For the first time, bronze sculptures by Mosley will be presented alongside his hand-carved works in wood, all of which were created in the last three years. Since the late 1950s, the artist has transformed felled urban hardwoods such as walnut, cherry, and chestnut into totemic, multipart sculptures using only a mallet and chisel. In 2020, Mosley began working in bronze in order to bring his sculptures to life outdoors. He first displayed them at the plaza at New York’s Rockefeller Center that same year, followed by a 2021–22 installation outside of the Harvard Business School. In 2022, Mosley brought them to Paris’s Musée National Eugène Delacroix, where they were displayed in the French artist’s garden. Cast from the wooden sculptures and meticulously patinated to match the natural gradations of their surfaces, these bronzes immortalize Mosley’s organic artworks in a non-corrodible material, facilitating a return to their sylvan origins.
Weighing several hundred pounds more than their wooden counterparts, these metal sculptures nevertheless seem to float. This duality of heft and levity, precarity and monumentality, makes manifest the principle Mosley has termed “weight in space,” in which unwieldy materials are sculpted and arranged so as to appear to levitate. The translation from wood to bronze only underscores the works’ semblance of weightlessness. In Region in Suspension (2020), a thin, planar segment cradled between two columns rises upward. This feat of balance—both aesthetic and physical—invokes the ancient architectural technique of post and lintel, in which heavy horizontal elements are upheld by vertical pillars. The hewn surface of the work, preserved in bronze, tells the story of its own responsive and spontaneous creation. The artist likens this process of working with wood to the “essence of good jazz.” For Hinged Bastion (2020), a freestanding work composed solely of walnut, Mosley exposes the various hues latent in the wood’s layers by leaving two knotty surface burls unaltered. Angular segments crescendo in a seemingly-gravity defying intersection in Repetitive Reference (2020), together forming a lyrical and harmonious whole.

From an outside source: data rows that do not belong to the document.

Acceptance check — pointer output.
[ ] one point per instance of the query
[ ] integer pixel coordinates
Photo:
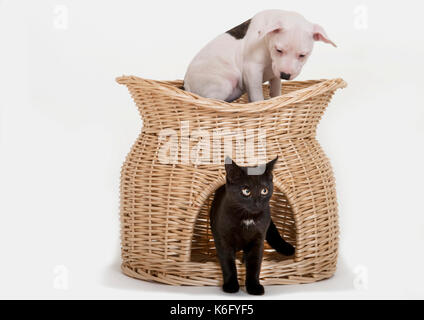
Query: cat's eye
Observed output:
(245, 192)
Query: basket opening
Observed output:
(202, 244)
(286, 88)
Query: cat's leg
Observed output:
(253, 255)
(277, 242)
(227, 259)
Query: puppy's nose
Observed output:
(285, 76)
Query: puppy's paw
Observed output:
(255, 289)
(287, 249)
(231, 287)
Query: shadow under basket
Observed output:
(165, 231)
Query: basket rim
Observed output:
(171, 89)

In the bronze work Branched Form (2020), four curving tines grasp at the air above their slender base as if striking a pose, while undulating lines of chisel marks catch the light and draw the eye up and around the sculpture. As Mosley has noted, “My sculpture, the beauty of it, for me, is the textures that direct your eye and give a sense of rhythm . . . and vitality to the piece. I like the evidence of the hand, evidence of the tool.” The artist utilizes lost-wax casting—an ancient, highly sensitive metalworking technique in which a mold made from an original sculpture yields a wax replica, which is then covered in a second fireproof mold and burned out with molten metal. As a result, these bronze iterations precisely echo each of Mosley’s marks and retain their sense of vitality. Viewed together, Mosley’s works in wood and bronze reveal new elements at each angle—a dance between form and void, space and time, organic and man-made.
Thaddeus Mosley (b. 1926, New Castle, Pennsylvania) is a Pittsburgh-based sculptor working primarily in wood and bronze. Thaddeus Mosley: Forest, which first opened in 2022 at the Baltimore Museum of Art and subsequently traveled to Art+Practice, Los Angeles, is currently on view at the Nasher Sculpture Center, Dallas. Mosley’s work is also presently included in the exhibition Inheritance at the Whitney Museum of American Art, New York, on view through February 2024. In 2022, his work was presented in the exhibition La Suite de l’Histoire at the Musée National Eugène Delacroix, Paris. In that same year, Mosley was the recipient of the 2022 Isamu Noguchi prize. His work is held in the collections of institutions such as the Baltimore Museum of Art, Maryland; the Art Institute of Chicago; High Museum of Art, Atlanta, Georgia; Whitney Museum of American Art, New York; Brooklyn Museum, New York; and the Colby College Museum of Art, Waterville, Maine.